In the curation of humanities datasets, even in the selection process, inequity might arise. How do the curators deem what is worthy or unworthy of being added to a dataset? Do biases come into play? For example, if a person with biases against women decides to create a dataset of the greatest American writers, they may decide to deliberately exclude women from the list. As digital humanists, I think it is very important for us to question the veracity of the datasets we interact with.
Inequity might also arise on account of the environment in which people live in. People might judge content that they are familiar with or used to in their own country as more reliable and resourceful than content from strange environments.
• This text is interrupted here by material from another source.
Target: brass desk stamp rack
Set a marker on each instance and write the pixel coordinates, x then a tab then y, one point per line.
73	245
For example, non-western philosophy papers are often looked down upon because they are not published in western languages. In this way, potentially valuable content is ignored. This can create inequity in the curation of datasets.
Inequity/equity might also arise on account of the structure or organization that hosts the datasets. Data might be influenced based on the mission or goals of the organization. Structures like Project Gutenberg, DH ToyChest and OPenn can be important agents for equity in digital humanities.
I also think that the government has a role to play in everything. The invisible hand of the government is upon the internet. I think certain datasets on the internet might be compromised due to governmental influence. For example, if the narrative of a certain datasets does not align with governmental interests or current propaganda interests, such datasets might be tampered with.
As responsible digital humanists, I think it is our duty as eventual curators and analyzers of humanities datasets, to ensure that there is equity in the datasets we put out there. I think it is also important that we report or try to correct any inequity we spot in any of the datasets we come across.